A few practical points can be gleaned from the DOJ guidance regarding the practical application of board responsibilities over compliance.
- Direct reporting from the compliance officer to the board of directors is an essential element of an effective compliance program. The direct reporting relationship should be set forth in policy, but the board should assure that reporting is actually occurring on an ongoing basis. Regular means more than just once or twice per year. Compliance should appear as a regular board agenda item. Even if there are no compliance events to report, the compliance officer should be available to answer questions and/or make presentations to further the board’s awareness of the compliance function.
- The direct reporting relationship should not be contaminated by intervention of management, general counsel, or any other party. The direct reporting relationship must be directly to the board and the compliance officer should not feel impeded in any way from exercising the direct reporting relationship.

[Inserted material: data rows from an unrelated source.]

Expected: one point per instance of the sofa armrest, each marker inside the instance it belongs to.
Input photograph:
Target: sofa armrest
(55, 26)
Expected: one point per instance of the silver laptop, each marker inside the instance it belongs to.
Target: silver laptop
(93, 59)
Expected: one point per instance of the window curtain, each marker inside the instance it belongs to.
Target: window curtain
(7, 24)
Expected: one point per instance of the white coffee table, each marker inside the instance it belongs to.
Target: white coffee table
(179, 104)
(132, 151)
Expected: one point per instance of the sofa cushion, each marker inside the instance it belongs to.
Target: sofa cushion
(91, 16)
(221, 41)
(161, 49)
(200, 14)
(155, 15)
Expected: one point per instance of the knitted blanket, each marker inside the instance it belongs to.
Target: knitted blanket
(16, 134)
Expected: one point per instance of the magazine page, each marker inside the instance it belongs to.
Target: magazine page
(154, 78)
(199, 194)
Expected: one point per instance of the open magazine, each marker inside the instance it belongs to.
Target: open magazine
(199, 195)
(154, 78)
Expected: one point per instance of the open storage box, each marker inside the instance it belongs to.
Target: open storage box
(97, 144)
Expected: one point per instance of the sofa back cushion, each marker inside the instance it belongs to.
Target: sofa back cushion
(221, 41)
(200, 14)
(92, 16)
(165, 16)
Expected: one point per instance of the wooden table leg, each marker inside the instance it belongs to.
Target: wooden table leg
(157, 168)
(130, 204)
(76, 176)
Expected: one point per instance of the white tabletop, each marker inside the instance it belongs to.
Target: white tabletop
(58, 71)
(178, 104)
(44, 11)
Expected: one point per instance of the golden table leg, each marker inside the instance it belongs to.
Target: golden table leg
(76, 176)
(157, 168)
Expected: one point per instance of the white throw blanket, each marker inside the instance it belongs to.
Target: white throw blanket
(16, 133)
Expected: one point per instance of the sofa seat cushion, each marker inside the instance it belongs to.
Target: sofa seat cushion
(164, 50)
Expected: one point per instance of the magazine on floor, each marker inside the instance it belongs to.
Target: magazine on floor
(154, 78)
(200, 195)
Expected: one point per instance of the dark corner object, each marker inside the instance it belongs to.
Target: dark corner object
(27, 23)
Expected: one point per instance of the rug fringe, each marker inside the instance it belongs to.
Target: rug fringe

- Be careful not to leave loose ends. If a compliance issue is present, the board should assure the compliance process is followed through resolution. Just learning about an issue is not enough. The compliance function should be accountable to the board for follow-through on all significant compliance issues.
- Compliance environment is critical and the board should insist on measurement or other methods to ensure an open compliance environment exists throughout the organization.
- Availability of compliance expertise or support for the board enhances effectiveness. Corporate boards might consider placing a compliance professional on their board of directors. At a minimum, the board should be supported in the exercise of its compliance oversight functions. Expertise independent of the compliance officer should be available to guide the board.
- A vital element of a compliance program involves training. The Board should not be immune from the need to obtain compliance training. The type of training that a board member receives should support the oversight function of the board. This might be different than training received by a member of management or staff that focuses in a specific division.
- Compliance function independence is critical, particularly in cases where management might be involved in an issue or if the issue occurs in an area of operational oversight. Board members should assure that compliance independence is present.
- Compliance should be active and ongoing. If a board is not regularly hearing about compliance program operations or developments, it should be concerned. If reports are not coming, ask for them.
Board members should be provided with the DOJ document and should review it as part of the education needed to define their responsibilities and enable effective oversight. The above only contains a few points included in the DOJ guidance.